On 30/11/23 04:22, Dmitry Tantsur wrote:
Hi folks,
This is detailed context on the discussions we've had recently about multi-conductor in metal3. I'm sending it to potentially interested people and cc'ing the openstack ML. The metal3 side is https://github.com/dtantsur/ironic-operator/issues/3 (although that covers a few more different issues).
In metal3 we have Ironic without Neutron (or really any other OpenStack components). So far, we have only supported a single Ironic instance in a cluster, but we want to move towards a multi-conductor setup where every Kubernetes control plane node will host an Ironic (so, 3 Ironics in a normal deployment). The biggest problem stems from DHCP for the provisioning network.

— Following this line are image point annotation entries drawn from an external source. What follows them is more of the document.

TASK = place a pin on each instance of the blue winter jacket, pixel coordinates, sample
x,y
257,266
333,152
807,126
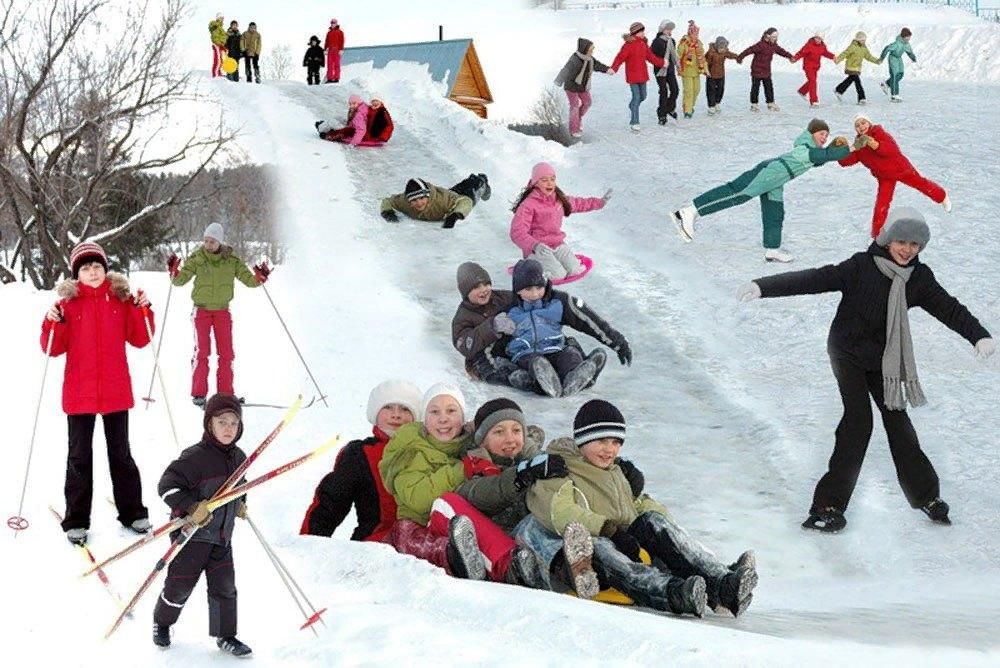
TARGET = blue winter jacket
x,y
539,328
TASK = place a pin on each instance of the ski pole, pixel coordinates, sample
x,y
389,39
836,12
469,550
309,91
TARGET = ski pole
x,y
163,387
299,352
289,581
17,522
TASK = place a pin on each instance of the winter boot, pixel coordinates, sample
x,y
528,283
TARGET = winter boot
x,y
579,378
233,646
937,510
464,558
687,596
578,555
827,520
524,570
161,635
546,377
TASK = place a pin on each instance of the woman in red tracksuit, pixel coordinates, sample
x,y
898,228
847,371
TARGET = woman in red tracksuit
x,y
878,151
811,54
94,319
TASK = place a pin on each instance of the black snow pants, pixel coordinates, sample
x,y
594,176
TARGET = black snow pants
x,y
914,471
216,562
125,481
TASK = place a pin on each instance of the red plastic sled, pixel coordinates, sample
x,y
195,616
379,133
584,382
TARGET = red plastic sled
x,y
587,263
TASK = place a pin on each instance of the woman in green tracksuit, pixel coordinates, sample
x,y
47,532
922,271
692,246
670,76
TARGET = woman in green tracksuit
x,y
767,180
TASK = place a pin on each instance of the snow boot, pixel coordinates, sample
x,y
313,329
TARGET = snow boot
x,y
827,520
161,635
578,555
233,646
546,377
937,510
579,378
464,558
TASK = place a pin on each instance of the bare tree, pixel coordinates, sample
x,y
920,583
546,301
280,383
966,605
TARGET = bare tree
x,y
87,88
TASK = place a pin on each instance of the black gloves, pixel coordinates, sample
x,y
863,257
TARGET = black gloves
x,y
539,467
636,480
451,219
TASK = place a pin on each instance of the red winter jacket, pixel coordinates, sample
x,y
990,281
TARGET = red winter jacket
x,y
334,39
812,53
634,53
885,162
96,324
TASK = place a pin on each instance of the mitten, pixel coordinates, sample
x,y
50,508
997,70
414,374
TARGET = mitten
x,y
451,219
502,324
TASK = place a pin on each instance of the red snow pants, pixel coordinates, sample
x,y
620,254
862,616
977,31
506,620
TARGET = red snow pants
x,y
810,86
886,188
205,322
430,543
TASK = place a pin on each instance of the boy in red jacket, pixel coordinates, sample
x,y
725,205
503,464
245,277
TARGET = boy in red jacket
x,y
94,318
878,151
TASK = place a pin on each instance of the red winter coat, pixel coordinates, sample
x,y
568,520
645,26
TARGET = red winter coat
x,y
334,39
634,53
886,162
812,53
96,324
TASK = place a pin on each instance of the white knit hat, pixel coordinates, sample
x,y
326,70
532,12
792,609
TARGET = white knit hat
x,y
437,390
215,231
401,392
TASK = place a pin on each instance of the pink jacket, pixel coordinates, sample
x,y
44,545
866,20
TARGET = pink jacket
x,y
539,219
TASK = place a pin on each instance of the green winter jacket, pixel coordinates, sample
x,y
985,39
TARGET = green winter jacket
x,y
213,275
590,495
442,202
854,56
417,468
218,32
895,52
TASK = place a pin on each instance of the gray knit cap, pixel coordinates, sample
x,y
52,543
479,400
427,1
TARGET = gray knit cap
x,y
905,224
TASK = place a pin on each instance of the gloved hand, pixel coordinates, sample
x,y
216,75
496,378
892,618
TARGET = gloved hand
x,y
502,324
173,265
199,514
451,219
625,542
748,292
636,480
478,466
540,467
261,271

With Neutron, Ironic can configure it to direct a node to boot from a specific iPXE server. With Metal3, we have a static DHCP configuration. If we keep it the way it is, it will always direct a node to boot from the iPXE server on the same machine as dnsmasq (regardless of how many dnsmasq replicas we run). This has to be changed. I see several options, none of which are straightforward.
(1) iPXE-level fix: boot config API
This is what https://bugs.launchpad.net/ironic/+bug/2044561 proposes. If we stop using static iPXE scripts and start going through the Ironic API instead, Ironic can reach out to the correct conductor internally, always serving the right script.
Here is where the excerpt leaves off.